Transition state analog: A drug that binds to and therefore inhibits an enzyme because the drug resembles the transition state of a reaction normally catalyzed by the enzyme.

What makes a good transition state analog?

A good transition-state analog: binds covalently to the enzyme. binds to the enzyme more tightly than the substrate.

Why does the interaction of a transition state analogue with the enzyme take place?

Transition state analogs typically bind to enzyme active sites much more tightly than substrate analogs because the enzyme binds the substrate in the transition state more strongly than one in the ground state, as explained by the thermodynamic cycle as previously described.

Does transition state analog enhance enzyme activity?

Although the analog displays similar properties as the original transition molecule, but it has higher affinity for the enzyme than the natural substrate and will ultimately deactivate and inhibit the enzyme and prevent it from binding to a substrate.

What kind of inhibitors are transition state analogs?

Many are transition state analogs: Competitive inhibitors which mimic the transition state of an enzyme catalyzed reaction (e.g. HIV protease inhibitors such a Saquinavir and Viracept). Transition state analogs are compounds that resemble the transition state of a catalyzed reaction.

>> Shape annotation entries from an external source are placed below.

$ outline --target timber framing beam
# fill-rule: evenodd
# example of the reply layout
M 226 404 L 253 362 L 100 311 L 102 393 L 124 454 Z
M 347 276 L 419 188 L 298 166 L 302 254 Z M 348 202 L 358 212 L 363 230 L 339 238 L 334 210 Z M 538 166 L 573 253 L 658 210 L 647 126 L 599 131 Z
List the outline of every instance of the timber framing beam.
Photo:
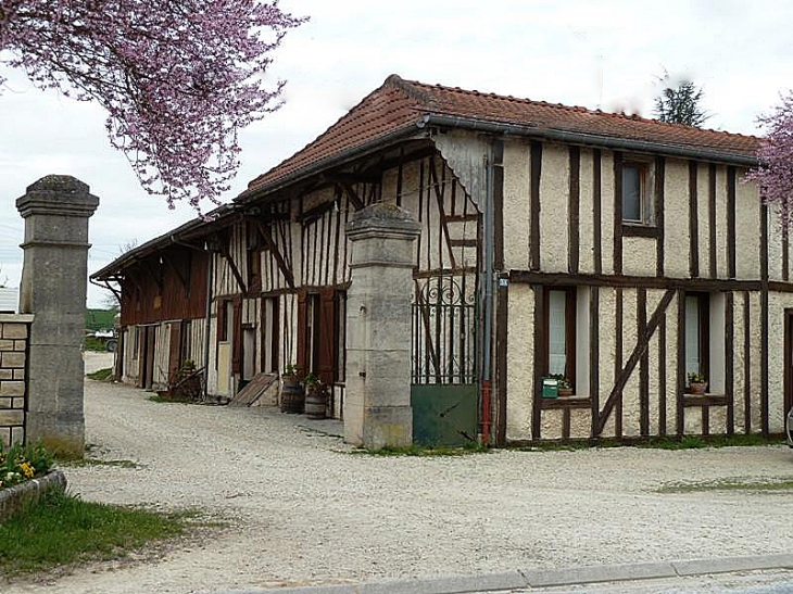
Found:
M 650 321 L 643 327 L 633 352 L 630 354 L 630 357 L 628 357 L 628 362 L 625 364 L 625 367 L 622 367 L 617 380 L 614 382 L 614 388 L 612 388 L 612 393 L 608 395 L 608 400 L 606 400 L 603 405 L 603 409 L 599 415 L 594 437 L 599 437 L 603 432 L 608 415 L 616 406 L 617 401 L 622 397 L 622 390 L 625 390 L 625 386 L 628 383 L 628 380 L 630 379 L 631 374 L 633 374 L 639 361 L 644 356 L 650 347 L 650 339 L 653 338 L 653 333 L 655 333 L 655 329 L 658 327 L 662 317 L 666 315 L 666 309 L 669 307 L 671 300 L 675 298 L 675 293 L 676 291 L 674 289 L 667 290 L 664 298 L 660 300 L 660 303 L 658 303 L 658 306 L 655 308 L 653 317 L 650 318 Z
M 273 254 L 273 257 L 275 257 L 276 264 L 278 265 L 278 269 L 284 275 L 284 278 L 287 281 L 287 285 L 289 285 L 290 289 L 294 289 L 294 276 L 292 275 L 292 271 L 289 269 L 289 266 L 287 266 L 286 261 L 284 260 L 284 255 L 280 253 L 280 250 L 278 250 L 278 245 L 275 242 L 275 239 L 273 238 L 273 233 L 269 232 L 269 227 L 267 227 L 263 222 L 256 220 L 256 229 L 259 229 L 259 232 L 264 238 L 264 242 L 267 244 L 267 248 L 269 248 L 269 252 Z
M 163 256 L 163 263 L 174 271 L 176 278 L 179 279 L 179 282 L 181 282 L 181 286 L 185 288 L 185 291 L 188 291 L 190 289 L 190 283 L 188 282 L 187 277 L 181 274 L 181 270 L 179 270 L 176 264 L 171 262 L 167 256 Z
M 239 268 L 237 268 L 237 263 L 231 257 L 231 254 L 228 251 L 228 241 L 229 238 L 223 238 L 219 236 L 219 233 L 215 233 L 215 239 L 217 240 L 217 244 L 221 249 L 221 255 L 228 262 L 229 268 L 231 268 L 231 274 L 234 275 L 234 278 L 237 279 L 237 285 L 240 288 L 240 291 L 242 293 L 248 292 L 248 287 L 246 287 L 246 281 L 242 278 L 242 275 L 240 274 Z
M 339 186 L 341 186 L 344 189 L 344 192 L 347 192 L 347 198 L 350 201 L 350 204 L 352 204 L 356 211 L 362 211 L 364 207 L 364 201 L 361 200 L 357 192 L 355 192 L 355 188 L 353 188 L 351 184 L 344 181 L 340 181 Z
M 511 270 L 511 282 L 528 285 L 562 286 L 584 285 L 588 287 L 616 287 L 622 289 L 677 289 L 684 291 L 761 291 L 760 280 L 733 280 L 709 278 L 659 278 L 626 275 L 569 275 L 562 273 L 539 273 L 533 270 Z M 769 282 L 771 291 L 793 293 L 792 282 Z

What is transition state enzyme?

The transitions state is the intermediary state of the reaction, when the molecule is neither a substrate or product. The transition state has the highest free energy, making it a rare and un-stable intermediate. An enzyme helps catalyze a reaction by decreasing the free energy of the transition state.

Which inhibitor is a transition state analog?

Examples of drugs that are transition state analog inhibitors include flu medications such as the neuraminidase inhibitor oseltamivir and the HIV protease inhibitors saquinavir in the treatment of AIDS.